If you own a wireless security camera, chances are that you bought it to keep your home and family safer. However, you may just be swapping one security risk for a whole cadre of even worse ones. Some of the most popular consumer-grade security cameras on the market are wide open to cyberattacks, and even the good ones don't necessarily offer perfect protection or interfaces.
Madgeburg, Germany-based security firm AV-TEST evaluated eight popular IP cameras (broadly speaking, Wi-Fi dependent security cameras that communicate with mobile apps) whose manufacturers ranged from D-Link to Logitech to Netgear. Only three cameras were vulnerability-free, and even they had room for improvement. Two of the cameras were nearly trivial to compromise, while a crafty cybercriminal could still compromise the middle three, given the right tools and expertise.
To evaluate each camera, AV-TEST looked for potential flaws in the camera's local storage (if available), external app controls, external camera controls, additional camera and app connections, encrypted connections, and storage of image and videos. The company did not give a numerical score, but instead pointed out whether each camera was category was "vulnerable," "secured" or "partially vulnerable" with regard to each category.
Of the IP cameras tested, the Logitech Circle, the Myfox Security Camera and the Netgear Arlo fared the best. Each earned three out of a possible three stars from AV-TEST. The company found "no noticeable vulnerabilities in the communication of the camera and app" in each camera, meaning that they're about as secure as IP cameras can get.
However, AV-TEST noted "optimization potential" for each camera's companion mobile app, suggesting that the user interfaces are not as user-friendly as they could be. This is not a trivial issue — the more obtuse a UI, the less likely a user is to take charge of his or her own security, which could lead to vulnerabilities down the road.
The D-Link DCS-2132L and the Gigaset Camera scored only one star out of three, with potential vulnerabilities in just about every category tested. (The only exception was that external camera controls were "secured" in the Gigaset.) In particular, AV-TEST cited "[insufficiently encrypted] transmission of information" and "[unencrypted] image transmission" in the D-Link, and "vulnerable encryption" and "unsecured transmission of individual images" in the Gigaset.
(Readers may remember that the U.S. Federal Trade Commission sued D-Link earlier this month for allegedly poor security in its routers and security cameras.)
The remaining cameras — the Netatmo Welcome, the Smartfrog Cam and the Withings Home — all got passable marks, with a mix of "secured," "vulnerable" and partially vulnerable features. The exact minutiae of each model are not interesting unless you happen to own one of those particular cameras, but issues ranged from "unsecured transmission of live preview image" to "firmware update transmitted unencrypted." These cameras may not exactly invite cybercriminals into your home, but they don't do everything in their power to keep the criminals out, either.
This is not the only instance in which home security cameras have recently come under fire for poor security.
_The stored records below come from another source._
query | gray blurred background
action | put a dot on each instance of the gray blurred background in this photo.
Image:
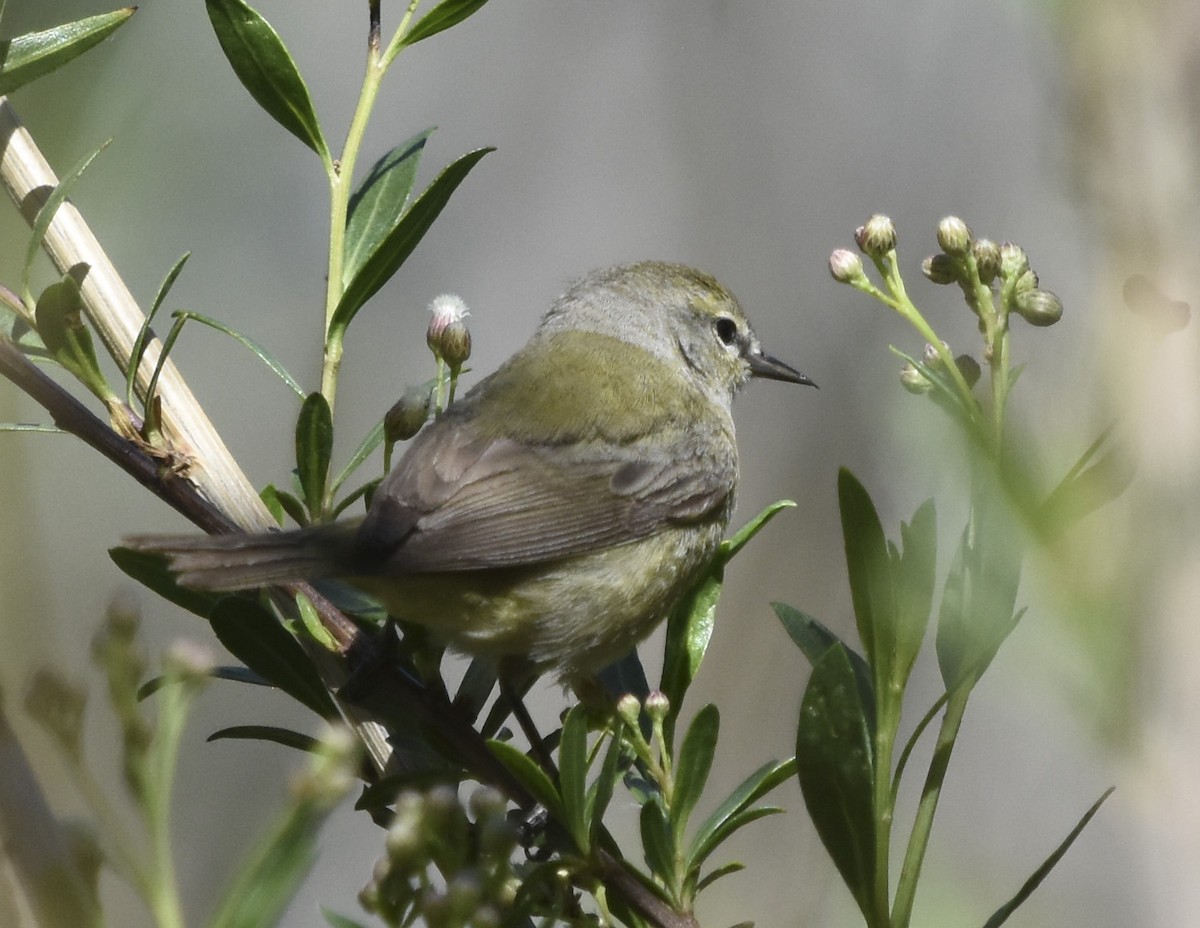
(748, 139)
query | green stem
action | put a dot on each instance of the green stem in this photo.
(918, 840)
(341, 179)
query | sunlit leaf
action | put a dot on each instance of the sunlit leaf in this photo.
(265, 67)
(27, 58)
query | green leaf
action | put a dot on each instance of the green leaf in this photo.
(395, 249)
(731, 546)
(252, 635)
(255, 348)
(48, 210)
(145, 331)
(573, 772)
(1041, 873)
(378, 204)
(370, 442)
(29, 57)
(66, 336)
(693, 764)
(315, 447)
(978, 602)
(529, 776)
(153, 572)
(835, 766)
(723, 822)
(273, 734)
(915, 574)
(445, 15)
(267, 70)
(814, 639)
(658, 843)
(869, 564)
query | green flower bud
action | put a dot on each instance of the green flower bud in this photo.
(448, 335)
(1013, 261)
(913, 381)
(658, 706)
(954, 237)
(987, 253)
(1038, 307)
(408, 415)
(877, 237)
(969, 367)
(845, 265)
(940, 269)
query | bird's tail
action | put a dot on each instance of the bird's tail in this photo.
(250, 561)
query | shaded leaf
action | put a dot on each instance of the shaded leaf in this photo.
(265, 67)
(153, 572)
(49, 209)
(573, 772)
(718, 826)
(835, 766)
(378, 204)
(252, 635)
(273, 734)
(395, 249)
(1001, 915)
(445, 15)
(814, 639)
(529, 776)
(315, 447)
(693, 765)
(29, 57)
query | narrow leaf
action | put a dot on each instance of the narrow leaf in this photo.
(529, 776)
(693, 765)
(717, 826)
(252, 635)
(378, 204)
(265, 67)
(445, 15)
(835, 766)
(273, 734)
(1041, 873)
(395, 249)
(315, 447)
(49, 209)
(252, 346)
(870, 570)
(29, 57)
(573, 771)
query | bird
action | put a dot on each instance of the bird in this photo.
(558, 510)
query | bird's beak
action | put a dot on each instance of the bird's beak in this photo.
(763, 365)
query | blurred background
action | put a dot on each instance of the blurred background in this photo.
(748, 139)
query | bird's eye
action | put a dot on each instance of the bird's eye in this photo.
(726, 330)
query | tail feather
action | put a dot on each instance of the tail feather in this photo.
(250, 561)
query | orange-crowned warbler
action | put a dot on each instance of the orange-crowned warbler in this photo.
(559, 509)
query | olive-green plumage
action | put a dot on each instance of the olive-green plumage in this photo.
(561, 508)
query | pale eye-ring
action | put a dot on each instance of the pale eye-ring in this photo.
(726, 330)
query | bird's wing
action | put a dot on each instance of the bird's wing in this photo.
(462, 502)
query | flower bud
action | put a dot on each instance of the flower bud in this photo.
(913, 381)
(969, 367)
(940, 269)
(954, 237)
(448, 335)
(658, 706)
(987, 253)
(1038, 307)
(1013, 261)
(407, 417)
(845, 265)
(877, 237)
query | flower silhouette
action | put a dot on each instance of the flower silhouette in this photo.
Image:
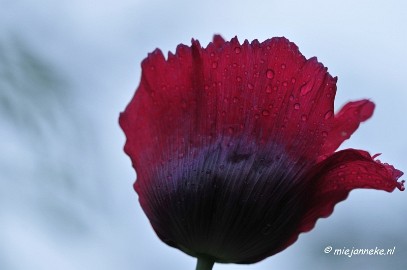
(234, 148)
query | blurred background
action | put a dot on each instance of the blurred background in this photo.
(67, 68)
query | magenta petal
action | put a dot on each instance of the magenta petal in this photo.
(233, 145)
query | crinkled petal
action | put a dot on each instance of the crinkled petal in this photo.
(346, 122)
(341, 173)
(250, 93)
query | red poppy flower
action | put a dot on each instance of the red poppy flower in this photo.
(234, 147)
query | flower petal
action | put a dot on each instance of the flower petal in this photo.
(263, 93)
(346, 122)
(344, 171)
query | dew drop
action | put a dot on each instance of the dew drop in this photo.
(184, 104)
(306, 88)
(270, 74)
(328, 114)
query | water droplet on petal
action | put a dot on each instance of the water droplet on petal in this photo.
(306, 88)
(297, 106)
(270, 74)
(328, 114)
(184, 104)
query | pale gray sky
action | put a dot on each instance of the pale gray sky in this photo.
(69, 67)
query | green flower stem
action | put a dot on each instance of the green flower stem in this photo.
(204, 264)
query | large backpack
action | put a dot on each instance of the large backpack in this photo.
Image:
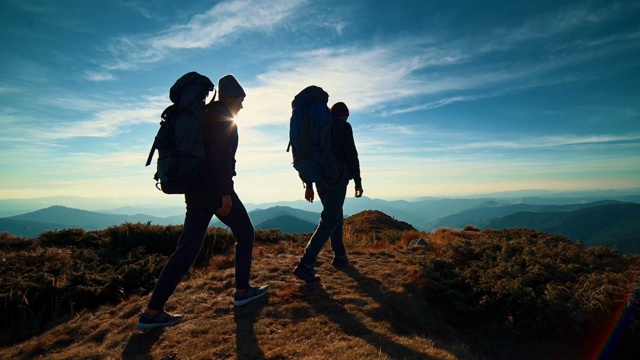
(180, 139)
(310, 132)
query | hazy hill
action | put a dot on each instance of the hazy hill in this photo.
(287, 224)
(261, 215)
(489, 210)
(31, 224)
(373, 221)
(606, 225)
(89, 220)
(513, 294)
(26, 228)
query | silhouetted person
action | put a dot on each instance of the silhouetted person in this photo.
(332, 194)
(214, 195)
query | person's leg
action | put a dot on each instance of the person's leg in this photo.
(332, 196)
(337, 241)
(194, 230)
(240, 224)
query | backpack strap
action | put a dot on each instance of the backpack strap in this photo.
(153, 150)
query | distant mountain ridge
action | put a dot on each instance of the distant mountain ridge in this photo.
(615, 224)
(606, 222)
(30, 225)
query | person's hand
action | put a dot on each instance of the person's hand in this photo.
(309, 194)
(225, 209)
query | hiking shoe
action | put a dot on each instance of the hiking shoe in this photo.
(162, 319)
(341, 262)
(306, 273)
(252, 293)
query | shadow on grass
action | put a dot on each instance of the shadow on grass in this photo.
(404, 313)
(247, 346)
(140, 344)
(326, 305)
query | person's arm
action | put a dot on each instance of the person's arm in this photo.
(351, 156)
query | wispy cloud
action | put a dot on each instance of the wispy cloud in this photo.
(225, 19)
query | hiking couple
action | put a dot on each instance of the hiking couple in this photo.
(214, 194)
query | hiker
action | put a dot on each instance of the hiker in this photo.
(332, 194)
(214, 195)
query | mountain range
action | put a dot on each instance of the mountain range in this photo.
(594, 218)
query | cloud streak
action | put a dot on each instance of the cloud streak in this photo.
(224, 20)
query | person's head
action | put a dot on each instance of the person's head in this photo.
(340, 111)
(230, 93)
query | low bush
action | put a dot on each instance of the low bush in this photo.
(529, 283)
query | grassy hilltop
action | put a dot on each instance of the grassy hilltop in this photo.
(470, 294)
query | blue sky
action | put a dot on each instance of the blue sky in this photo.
(446, 97)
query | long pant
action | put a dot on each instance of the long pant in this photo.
(195, 227)
(332, 194)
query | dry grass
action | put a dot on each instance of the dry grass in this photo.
(364, 313)
(375, 310)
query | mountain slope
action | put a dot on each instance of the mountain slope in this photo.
(491, 210)
(606, 225)
(287, 224)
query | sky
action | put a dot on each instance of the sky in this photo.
(447, 98)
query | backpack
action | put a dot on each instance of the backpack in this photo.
(180, 139)
(310, 134)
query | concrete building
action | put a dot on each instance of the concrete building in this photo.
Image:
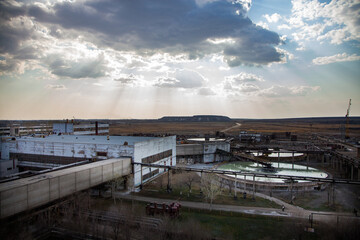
(85, 128)
(27, 193)
(201, 150)
(249, 137)
(66, 149)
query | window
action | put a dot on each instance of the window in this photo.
(157, 157)
(101, 154)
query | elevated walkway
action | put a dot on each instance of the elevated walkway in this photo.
(27, 193)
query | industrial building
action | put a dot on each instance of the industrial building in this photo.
(55, 150)
(202, 150)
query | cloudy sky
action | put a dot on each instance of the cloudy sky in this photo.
(150, 58)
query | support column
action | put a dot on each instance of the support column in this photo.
(141, 177)
(254, 187)
(291, 192)
(169, 183)
(307, 162)
(279, 159)
(244, 183)
(235, 189)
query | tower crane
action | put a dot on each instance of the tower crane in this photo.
(347, 121)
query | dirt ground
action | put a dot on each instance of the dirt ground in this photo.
(201, 128)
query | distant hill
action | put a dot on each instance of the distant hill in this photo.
(319, 120)
(196, 118)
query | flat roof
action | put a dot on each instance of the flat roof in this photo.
(88, 139)
(56, 173)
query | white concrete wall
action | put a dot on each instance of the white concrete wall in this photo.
(8, 167)
(210, 149)
(189, 149)
(152, 147)
(77, 150)
(27, 193)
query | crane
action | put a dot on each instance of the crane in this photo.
(347, 121)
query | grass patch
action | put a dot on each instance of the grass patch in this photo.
(182, 194)
(236, 226)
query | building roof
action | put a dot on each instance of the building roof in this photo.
(88, 139)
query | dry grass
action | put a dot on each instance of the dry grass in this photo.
(191, 128)
(169, 128)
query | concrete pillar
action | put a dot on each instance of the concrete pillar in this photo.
(244, 183)
(235, 188)
(278, 158)
(254, 186)
(307, 162)
(141, 179)
(169, 183)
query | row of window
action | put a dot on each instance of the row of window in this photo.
(157, 157)
(150, 174)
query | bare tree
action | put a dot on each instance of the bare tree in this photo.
(210, 187)
(190, 179)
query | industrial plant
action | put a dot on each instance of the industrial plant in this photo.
(50, 167)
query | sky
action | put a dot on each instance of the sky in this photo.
(135, 59)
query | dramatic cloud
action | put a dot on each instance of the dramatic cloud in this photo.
(244, 77)
(245, 83)
(146, 27)
(206, 92)
(128, 78)
(335, 58)
(181, 79)
(79, 68)
(283, 91)
(56, 87)
(274, 18)
(338, 20)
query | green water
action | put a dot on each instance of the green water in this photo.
(278, 169)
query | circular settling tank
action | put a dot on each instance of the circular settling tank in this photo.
(276, 169)
(275, 154)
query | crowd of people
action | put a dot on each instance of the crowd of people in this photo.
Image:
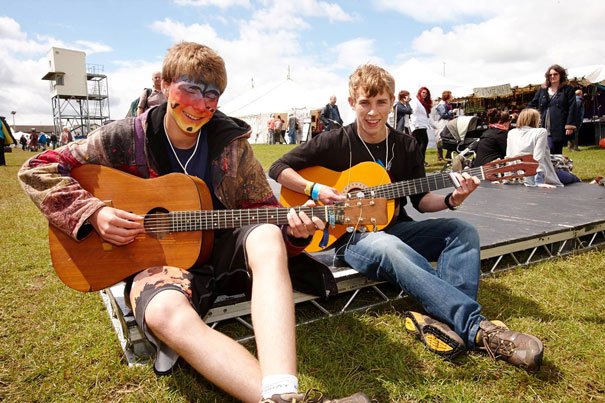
(187, 134)
(559, 109)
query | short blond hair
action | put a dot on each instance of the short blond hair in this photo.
(528, 117)
(373, 80)
(195, 62)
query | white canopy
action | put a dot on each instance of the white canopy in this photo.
(285, 97)
(273, 97)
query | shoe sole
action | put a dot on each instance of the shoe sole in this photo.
(433, 338)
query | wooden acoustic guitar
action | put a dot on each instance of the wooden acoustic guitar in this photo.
(369, 179)
(178, 225)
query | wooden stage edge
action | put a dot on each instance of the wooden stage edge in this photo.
(517, 225)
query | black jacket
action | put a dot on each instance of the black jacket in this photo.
(557, 113)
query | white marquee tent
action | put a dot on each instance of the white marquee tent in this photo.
(285, 97)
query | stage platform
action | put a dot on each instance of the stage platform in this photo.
(517, 225)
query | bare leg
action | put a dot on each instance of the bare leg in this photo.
(218, 358)
(272, 301)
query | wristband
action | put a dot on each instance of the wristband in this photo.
(315, 191)
(448, 202)
(309, 187)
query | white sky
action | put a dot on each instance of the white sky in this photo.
(454, 45)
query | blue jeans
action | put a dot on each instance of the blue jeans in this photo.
(401, 255)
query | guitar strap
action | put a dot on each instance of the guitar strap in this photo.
(139, 146)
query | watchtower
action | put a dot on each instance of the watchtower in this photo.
(79, 92)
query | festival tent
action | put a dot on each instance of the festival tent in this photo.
(282, 98)
(414, 75)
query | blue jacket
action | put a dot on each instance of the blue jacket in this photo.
(580, 111)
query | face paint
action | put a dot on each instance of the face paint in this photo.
(192, 104)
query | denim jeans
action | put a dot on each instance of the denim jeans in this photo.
(401, 255)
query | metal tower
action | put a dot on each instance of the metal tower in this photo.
(79, 92)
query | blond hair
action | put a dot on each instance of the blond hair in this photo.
(528, 117)
(194, 62)
(373, 80)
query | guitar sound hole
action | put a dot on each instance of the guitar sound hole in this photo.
(158, 223)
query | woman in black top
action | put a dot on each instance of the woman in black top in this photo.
(492, 144)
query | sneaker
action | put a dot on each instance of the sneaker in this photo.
(315, 396)
(520, 349)
(438, 337)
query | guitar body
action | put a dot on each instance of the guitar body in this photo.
(358, 177)
(92, 264)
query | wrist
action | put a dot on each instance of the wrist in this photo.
(315, 191)
(309, 188)
(450, 203)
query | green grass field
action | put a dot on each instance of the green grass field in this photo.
(57, 344)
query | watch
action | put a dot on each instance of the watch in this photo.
(448, 202)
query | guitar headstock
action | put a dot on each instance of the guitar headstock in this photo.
(510, 168)
(361, 212)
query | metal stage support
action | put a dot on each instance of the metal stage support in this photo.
(517, 226)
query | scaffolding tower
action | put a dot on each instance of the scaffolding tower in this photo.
(79, 92)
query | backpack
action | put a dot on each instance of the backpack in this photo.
(134, 105)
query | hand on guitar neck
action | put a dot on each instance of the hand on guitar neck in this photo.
(117, 226)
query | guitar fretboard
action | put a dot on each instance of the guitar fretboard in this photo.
(420, 185)
(202, 220)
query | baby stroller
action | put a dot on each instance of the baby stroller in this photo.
(460, 137)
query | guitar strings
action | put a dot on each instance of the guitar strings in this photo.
(165, 221)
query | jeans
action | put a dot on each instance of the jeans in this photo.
(401, 255)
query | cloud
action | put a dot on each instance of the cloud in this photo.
(435, 11)
(215, 3)
(513, 39)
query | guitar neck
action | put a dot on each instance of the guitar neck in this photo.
(202, 220)
(420, 185)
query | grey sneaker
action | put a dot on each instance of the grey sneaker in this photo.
(437, 336)
(315, 396)
(520, 349)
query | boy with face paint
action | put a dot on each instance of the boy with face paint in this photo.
(187, 134)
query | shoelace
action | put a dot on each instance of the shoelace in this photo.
(503, 348)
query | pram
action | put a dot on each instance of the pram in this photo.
(459, 138)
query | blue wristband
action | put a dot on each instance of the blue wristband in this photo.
(315, 191)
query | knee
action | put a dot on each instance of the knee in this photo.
(163, 312)
(266, 239)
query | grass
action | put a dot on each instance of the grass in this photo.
(57, 344)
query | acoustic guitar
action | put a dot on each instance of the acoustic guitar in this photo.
(369, 179)
(178, 225)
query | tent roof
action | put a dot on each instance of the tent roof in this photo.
(285, 95)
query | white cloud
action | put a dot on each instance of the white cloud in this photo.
(517, 39)
(216, 3)
(434, 11)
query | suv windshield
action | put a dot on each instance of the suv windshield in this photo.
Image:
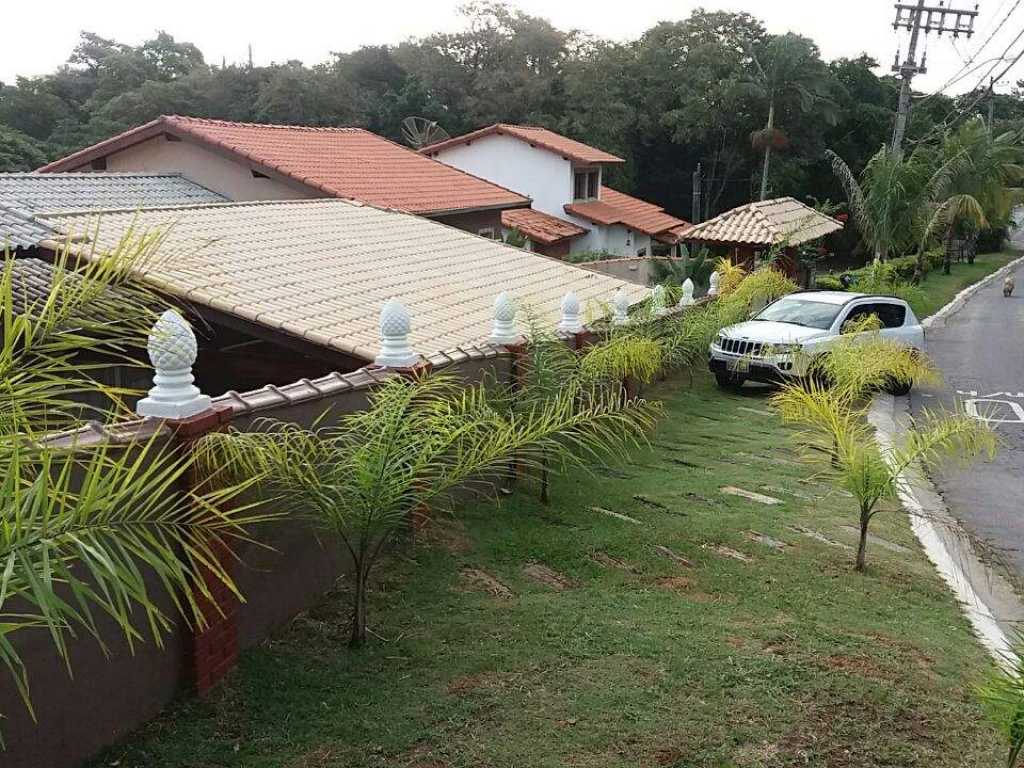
(801, 312)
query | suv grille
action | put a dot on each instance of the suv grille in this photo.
(738, 346)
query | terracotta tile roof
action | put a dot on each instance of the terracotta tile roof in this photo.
(576, 151)
(321, 269)
(782, 220)
(617, 208)
(539, 226)
(24, 195)
(337, 162)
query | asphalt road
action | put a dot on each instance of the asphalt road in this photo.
(980, 349)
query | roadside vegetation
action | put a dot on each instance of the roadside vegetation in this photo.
(919, 213)
(648, 615)
(832, 409)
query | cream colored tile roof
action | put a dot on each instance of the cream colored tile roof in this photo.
(322, 268)
(778, 221)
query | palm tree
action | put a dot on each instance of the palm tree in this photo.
(788, 67)
(886, 203)
(364, 477)
(837, 430)
(81, 527)
(977, 180)
(550, 369)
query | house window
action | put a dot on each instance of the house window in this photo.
(585, 184)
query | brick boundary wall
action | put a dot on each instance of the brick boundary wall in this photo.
(297, 580)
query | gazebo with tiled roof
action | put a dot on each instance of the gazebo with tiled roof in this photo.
(757, 227)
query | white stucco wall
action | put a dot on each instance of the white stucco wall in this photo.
(542, 175)
(547, 178)
(232, 179)
(610, 240)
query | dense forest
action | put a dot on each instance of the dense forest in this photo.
(686, 92)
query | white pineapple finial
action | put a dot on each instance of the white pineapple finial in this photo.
(687, 297)
(172, 351)
(657, 299)
(570, 314)
(622, 315)
(713, 284)
(504, 331)
(395, 351)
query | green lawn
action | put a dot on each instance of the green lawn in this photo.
(940, 289)
(521, 635)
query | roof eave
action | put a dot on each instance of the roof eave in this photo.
(526, 203)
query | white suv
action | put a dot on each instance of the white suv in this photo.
(780, 341)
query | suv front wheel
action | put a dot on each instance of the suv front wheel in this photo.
(725, 380)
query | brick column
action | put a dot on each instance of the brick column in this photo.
(213, 649)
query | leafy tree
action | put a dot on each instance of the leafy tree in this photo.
(419, 439)
(978, 179)
(19, 152)
(788, 73)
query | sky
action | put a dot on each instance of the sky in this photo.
(38, 38)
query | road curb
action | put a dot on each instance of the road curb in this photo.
(961, 298)
(986, 597)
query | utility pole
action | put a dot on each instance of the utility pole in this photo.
(918, 17)
(991, 99)
(695, 208)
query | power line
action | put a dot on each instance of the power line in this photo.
(918, 17)
(961, 74)
(955, 113)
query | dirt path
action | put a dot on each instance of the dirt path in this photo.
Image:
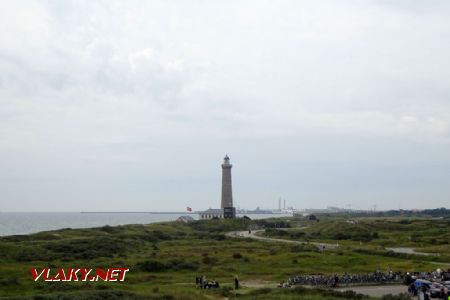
(252, 235)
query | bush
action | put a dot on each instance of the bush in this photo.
(152, 266)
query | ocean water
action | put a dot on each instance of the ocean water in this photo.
(30, 222)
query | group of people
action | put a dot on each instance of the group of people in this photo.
(344, 279)
(204, 283)
(429, 285)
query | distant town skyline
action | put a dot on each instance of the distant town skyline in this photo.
(132, 105)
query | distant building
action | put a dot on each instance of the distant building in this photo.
(227, 210)
(212, 213)
(185, 219)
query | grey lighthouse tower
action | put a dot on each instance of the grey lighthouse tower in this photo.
(227, 195)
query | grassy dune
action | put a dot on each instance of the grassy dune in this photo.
(165, 258)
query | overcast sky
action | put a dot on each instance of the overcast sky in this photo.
(132, 105)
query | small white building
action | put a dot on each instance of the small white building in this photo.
(211, 213)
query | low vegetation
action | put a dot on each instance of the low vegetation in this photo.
(165, 258)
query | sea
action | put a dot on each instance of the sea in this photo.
(13, 223)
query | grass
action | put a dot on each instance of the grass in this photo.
(165, 258)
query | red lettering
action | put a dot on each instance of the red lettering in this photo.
(102, 274)
(123, 271)
(35, 274)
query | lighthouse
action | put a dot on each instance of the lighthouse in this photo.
(227, 194)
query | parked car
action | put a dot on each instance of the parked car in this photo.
(435, 290)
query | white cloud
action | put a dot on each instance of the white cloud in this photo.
(79, 78)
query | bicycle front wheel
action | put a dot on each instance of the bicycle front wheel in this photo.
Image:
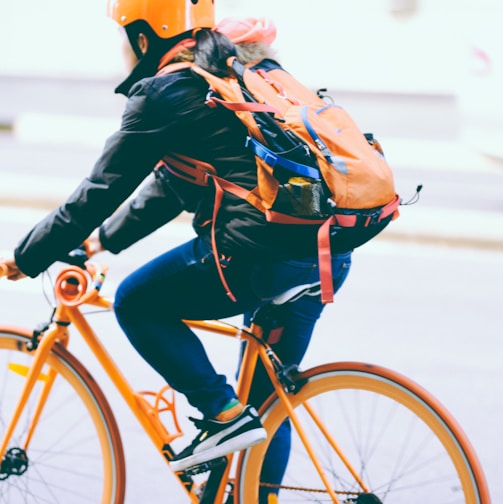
(75, 452)
(402, 445)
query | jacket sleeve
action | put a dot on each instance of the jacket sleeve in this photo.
(155, 204)
(128, 157)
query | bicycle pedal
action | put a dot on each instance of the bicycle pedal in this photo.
(206, 466)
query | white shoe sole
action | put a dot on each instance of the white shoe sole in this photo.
(232, 445)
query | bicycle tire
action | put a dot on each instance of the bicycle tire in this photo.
(75, 454)
(405, 445)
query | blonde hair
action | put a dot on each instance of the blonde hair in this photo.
(247, 52)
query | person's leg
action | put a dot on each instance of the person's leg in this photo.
(150, 305)
(298, 319)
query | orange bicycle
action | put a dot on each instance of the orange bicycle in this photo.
(360, 433)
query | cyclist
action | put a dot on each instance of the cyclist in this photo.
(166, 113)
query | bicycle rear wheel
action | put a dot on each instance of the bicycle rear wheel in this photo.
(402, 443)
(75, 455)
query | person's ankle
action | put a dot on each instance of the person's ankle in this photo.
(232, 409)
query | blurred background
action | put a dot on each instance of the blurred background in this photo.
(425, 76)
(449, 49)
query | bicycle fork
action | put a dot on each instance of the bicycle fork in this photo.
(14, 460)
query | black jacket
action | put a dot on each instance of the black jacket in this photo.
(163, 113)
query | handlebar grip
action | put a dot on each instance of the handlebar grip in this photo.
(77, 257)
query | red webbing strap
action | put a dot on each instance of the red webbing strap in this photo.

Last week, a group of researchers unearthed a huge flaw in the Samsung SmartCam SNH-1011's software, which the researchers believe may affect the entire Samsung SmartCam line. (A company called Hanwha Techwin licenses the Samsung name to produce these cameras.) It's possible that the Samsung SmartCam HD, a model that we've reviewed, is affeceted.
Cheapo cameras from no-name manufacturers are even worse, with some having flaws so egregious that researchers recommended that users literally toss them in the garbage.
Unsecured IP security cameras can provide cybercriminals not only with not only video, but usually sound and still photos as well, of your home or office. If that weren't reason enough to choose a secure camera, unencrypted transmissions could also leak your Wi-Fi password or router credentials, giving an attacker complete control over your home network. An attacker could even draft your camera into a botnet, such as in the recent Mirai DDoS attacks, or spy on your social media interactions, financial dealings and private correspondences.
Owning an IP camera may not be a terrible idea; AV-TEST points out that burglaries in its native Germany have increased by 10 percent since last year. If you do, however, try to buy from a reputable manufacturer, and keep the firmware up to date all the time. If not, you may be trading one kind of insecurity for another.
We've reached out to D-Link and to Hanhwa Techwin for comment, and will update this story with replies.